What you get, and what you give up
What you get is momentum. Clean setup. Strong suspicion engine. A dating-nightmare premise that feels current without acting like it's the first thriller to discover apps exist. And the two-POV structure - Sydney in the present, Tom in the past - keeps the reveals staggered in a way that feeds the audiobook format really well.
What you give up is some depth. Sydney works as a thriller lead because she keeps the machine moving, not because she's one of those rare characters you'll think about for weeks after. Same for the emotional side of the relationships. Functional. Tense. Good enough. But not rich.

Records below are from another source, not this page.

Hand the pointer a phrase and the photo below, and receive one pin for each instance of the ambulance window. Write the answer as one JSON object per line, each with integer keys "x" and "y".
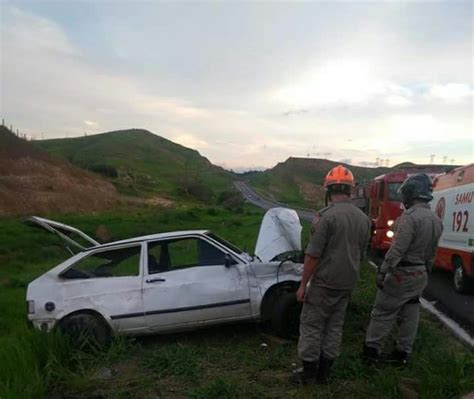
{"x": 381, "y": 190}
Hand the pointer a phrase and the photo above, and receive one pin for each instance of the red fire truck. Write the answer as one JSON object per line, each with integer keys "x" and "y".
{"x": 453, "y": 202}
{"x": 381, "y": 201}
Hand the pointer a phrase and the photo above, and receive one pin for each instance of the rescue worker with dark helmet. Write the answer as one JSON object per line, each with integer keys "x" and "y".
{"x": 339, "y": 237}
{"x": 402, "y": 277}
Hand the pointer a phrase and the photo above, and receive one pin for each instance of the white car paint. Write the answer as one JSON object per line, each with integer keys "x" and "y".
{"x": 280, "y": 232}
{"x": 167, "y": 300}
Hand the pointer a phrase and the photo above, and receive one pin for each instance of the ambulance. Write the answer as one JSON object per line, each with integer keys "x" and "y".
{"x": 453, "y": 202}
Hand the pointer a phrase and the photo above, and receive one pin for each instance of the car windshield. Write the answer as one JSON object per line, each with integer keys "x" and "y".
{"x": 224, "y": 242}
{"x": 393, "y": 194}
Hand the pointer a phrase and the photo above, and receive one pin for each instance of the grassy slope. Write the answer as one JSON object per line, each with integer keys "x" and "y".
{"x": 224, "y": 362}
{"x": 148, "y": 164}
{"x": 297, "y": 181}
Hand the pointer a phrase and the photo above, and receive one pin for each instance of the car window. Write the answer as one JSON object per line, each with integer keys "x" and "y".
{"x": 182, "y": 253}
{"x": 111, "y": 263}
{"x": 393, "y": 194}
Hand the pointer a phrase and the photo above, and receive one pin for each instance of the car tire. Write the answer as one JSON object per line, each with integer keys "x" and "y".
{"x": 286, "y": 316}
{"x": 85, "y": 329}
{"x": 462, "y": 283}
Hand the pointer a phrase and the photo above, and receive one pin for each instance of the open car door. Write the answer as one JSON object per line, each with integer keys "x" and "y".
{"x": 73, "y": 239}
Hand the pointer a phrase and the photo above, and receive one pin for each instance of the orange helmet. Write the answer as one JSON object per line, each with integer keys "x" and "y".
{"x": 339, "y": 175}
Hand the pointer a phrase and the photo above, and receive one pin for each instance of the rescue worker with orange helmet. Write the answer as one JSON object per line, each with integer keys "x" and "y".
{"x": 402, "y": 277}
{"x": 339, "y": 238}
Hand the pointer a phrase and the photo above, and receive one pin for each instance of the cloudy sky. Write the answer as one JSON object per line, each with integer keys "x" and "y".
{"x": 247, "y": 84}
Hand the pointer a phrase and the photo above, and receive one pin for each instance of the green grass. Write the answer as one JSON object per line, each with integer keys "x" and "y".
{"x": 221, "y": 362}
{"x": 144, "y": 164}
{"x": 297, "y": 181}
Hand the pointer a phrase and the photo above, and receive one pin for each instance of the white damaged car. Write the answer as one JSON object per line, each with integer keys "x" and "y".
{"x": 169, "y": 282}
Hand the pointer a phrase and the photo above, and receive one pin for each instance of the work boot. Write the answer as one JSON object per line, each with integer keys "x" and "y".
{"x": 370, "y": 355}
{"x": 305, "y": 375}
{"x": 324, "y": 370}
{"x": 398, "y": 358}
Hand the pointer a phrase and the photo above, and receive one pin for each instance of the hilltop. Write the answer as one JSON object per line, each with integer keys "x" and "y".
{"x": 298, "y": 181}
{"x": 141, "y": 163}
{"x": 32, "y": 181}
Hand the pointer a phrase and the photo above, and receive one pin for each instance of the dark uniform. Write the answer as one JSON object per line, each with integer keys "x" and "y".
{"x": 339, "y": 240}
{"x": 405, "y": 267}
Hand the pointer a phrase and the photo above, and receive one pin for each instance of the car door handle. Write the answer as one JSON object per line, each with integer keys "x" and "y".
{"x": 155, "y": 280}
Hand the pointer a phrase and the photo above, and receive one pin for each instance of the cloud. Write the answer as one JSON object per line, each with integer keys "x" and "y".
{"x": 290, "y": 92}
{"x": 451, "y": 92}
{"x": 188, "y": 140}
{"x": 342, "y": 83}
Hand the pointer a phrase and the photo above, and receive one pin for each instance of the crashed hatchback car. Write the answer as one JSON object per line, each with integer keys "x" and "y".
{"x": 169, "y": 282}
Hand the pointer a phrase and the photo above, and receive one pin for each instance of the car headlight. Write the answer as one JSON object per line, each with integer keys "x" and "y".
{"x": 30, "y": 305}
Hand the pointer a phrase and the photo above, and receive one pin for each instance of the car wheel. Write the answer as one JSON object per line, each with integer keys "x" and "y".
{"x": 286, "y": 316}
{"x": 85, "y": 329}
{"x": 462, "y": 283}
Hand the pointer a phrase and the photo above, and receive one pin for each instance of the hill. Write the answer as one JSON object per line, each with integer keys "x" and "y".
{"x": 141, "y": 163}
{"x": 298, "y": 181}
{"x": 32, "y": 181}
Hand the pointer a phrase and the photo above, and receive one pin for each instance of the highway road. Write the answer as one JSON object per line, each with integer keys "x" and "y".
{"x": 439, "y": 291}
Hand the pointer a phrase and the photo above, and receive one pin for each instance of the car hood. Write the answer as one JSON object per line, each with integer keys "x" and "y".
{"x": 280, "y": 232}
{"x": 269, "y": 269}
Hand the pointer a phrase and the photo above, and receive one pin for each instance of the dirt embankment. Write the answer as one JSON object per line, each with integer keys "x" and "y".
{"x": 32, "y": 181}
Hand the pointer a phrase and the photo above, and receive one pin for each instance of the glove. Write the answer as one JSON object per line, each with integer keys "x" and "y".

So no, this isn't the kind of book where I came away admiring the beauty of the prose. That's not the assignment. The assignment is: make me suspicious of the boyfriend, suspicious of Sydney's instincts, suspicious of every "perfect" answer, and keep me listening while pallets are stacked and the warehouse goes dead quiet at 3 AM.
It did that.
And I'll say this too - McFadden is very good at writing books that understand listeners. Shortish runtime at 9 hours 20 minutes. Dual narrators. Fast premise. Constant little baited hooks at the end of scenes. This wouldn't last 10 minutes on my shift if it dragged. It didn't.
Last stop before sunrise
If you want a cerebral crime novel where the psychology is the whole meal, keep driving. If you want a sharp, suspicious, easy-to-burn-through thriller about bad dating odds turning deadly, this one's got enough juice to keep you gripping the wheel. Real blue-collar shit right here: not fancy, but it knows how to work.